Nexus standards dictate where a company is subject to taxation. Standards differ by state and tax type (e.g., sales/use, income, franchise, withholding, unemployment), but most require some form of physical presence in order for a state to tax an entity. Allowing an employee to work from a state where your company did not previously have nexus may subject you to a filing requirement in that state. For most tax types, allowing an employee to telecommute from another state will meet these nexus thresholds. For instance, the telecommuter could be considered as physical presence in that state by both the employer and employee. Also, if the employer provides the computer to the telecommuter, this could be considered “property” within the state.

For example, a professional-services firm based in Chicago that has previously had no physical presence in Arizona receives a request from an employee for a telecommuting arrangement that would allow him or her to work from a home office in Phoenix. If the arrangement is granted, nexus will be created in Arizona for a number of taxes.

Firstly, the firm will be required to withhold Arizona individual income taxes from the employee's wages and pay Arizona payroll taxes.
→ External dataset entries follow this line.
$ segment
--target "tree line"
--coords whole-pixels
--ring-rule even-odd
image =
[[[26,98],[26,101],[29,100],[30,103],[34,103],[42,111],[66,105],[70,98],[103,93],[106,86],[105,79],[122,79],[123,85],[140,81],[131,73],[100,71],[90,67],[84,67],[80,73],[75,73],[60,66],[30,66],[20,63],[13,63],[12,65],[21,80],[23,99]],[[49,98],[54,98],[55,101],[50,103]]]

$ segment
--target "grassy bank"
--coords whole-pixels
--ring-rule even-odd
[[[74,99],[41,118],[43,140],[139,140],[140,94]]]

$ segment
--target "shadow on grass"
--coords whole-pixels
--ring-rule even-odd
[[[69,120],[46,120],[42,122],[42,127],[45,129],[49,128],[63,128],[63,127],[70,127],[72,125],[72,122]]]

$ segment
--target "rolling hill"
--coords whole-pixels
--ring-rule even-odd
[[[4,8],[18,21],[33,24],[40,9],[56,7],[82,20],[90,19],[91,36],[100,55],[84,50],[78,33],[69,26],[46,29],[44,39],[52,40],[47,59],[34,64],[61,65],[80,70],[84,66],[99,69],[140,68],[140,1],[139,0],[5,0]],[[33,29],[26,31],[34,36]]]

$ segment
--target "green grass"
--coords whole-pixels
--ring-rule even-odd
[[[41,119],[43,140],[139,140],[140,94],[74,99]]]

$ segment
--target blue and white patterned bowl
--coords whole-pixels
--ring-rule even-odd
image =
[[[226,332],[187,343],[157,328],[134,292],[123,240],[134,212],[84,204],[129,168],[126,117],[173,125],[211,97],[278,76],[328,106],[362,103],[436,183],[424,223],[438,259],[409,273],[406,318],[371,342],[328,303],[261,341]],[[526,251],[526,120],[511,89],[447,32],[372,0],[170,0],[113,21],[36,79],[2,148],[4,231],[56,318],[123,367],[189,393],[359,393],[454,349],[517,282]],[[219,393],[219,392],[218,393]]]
Secondly, the firm will be subject to Arizona sales and use taxes. While few services are subject to sales tax in Arizona, the firm will be subject to use tax on any property transferred to Arizona and all property used in Arizona for which sales tax was not paid. Lastly, the firm will become subject to Arizona income tax. A portion of the firm's income will be apportioned to Arizona and taxed by the state.

Almost every state is aggressively looking for out-of-state businesses in order to export as much tax liability as possible. Nexus is that minimal connection with a state that may allow for collection of income, franchise, employment, and sales taxes from the employer of a telecommuter.

Where will your employee be required to pay tax?

Generally, states tax all income earned by their residents regardless of where the income was earned. To avoid double taxation, many states allow their residents to take a credit for taxes paid to other states. Taxation of nonresidents becomes more complicated.

Of the 41 states that impose a tax on employee wages, 36 tax nonresidents based on the wages earned while physically present in the state. The remaining five states (DE, NE, NJ, NY, and PA) follow a “convenience of the employer” rule. If an employer located in any of these five states pays an employee who is telecommuting from another state, these five states will tax all of the wages paid to the telecommuting nonresident employee unless the telecommuting arrangement was for the “convenience of the employer,” not the employee. This opens the door to potential double taxation of employee wages since the remaining 36 states could very well decide to tax the same wages. Convenience of the employer generally requires that an employee could not perform his or her job at the employer’s premises. Lack of space has not been shown to be for the convenience of the employer.

Conclusion

Telecommuting has grown dramatically in the past several years and can offer needed flexibility in your workplace. However, allowing such an arrangement can subject your company to additional taxes and put you at the mercy of additional tax jurisdictions. Additionally, while a telecommuting arrangement can allow employees greater flexibility, it may subject them to double taxation. An analysis of nexus standards should become a required discussion item in any decision to allow telecommuting.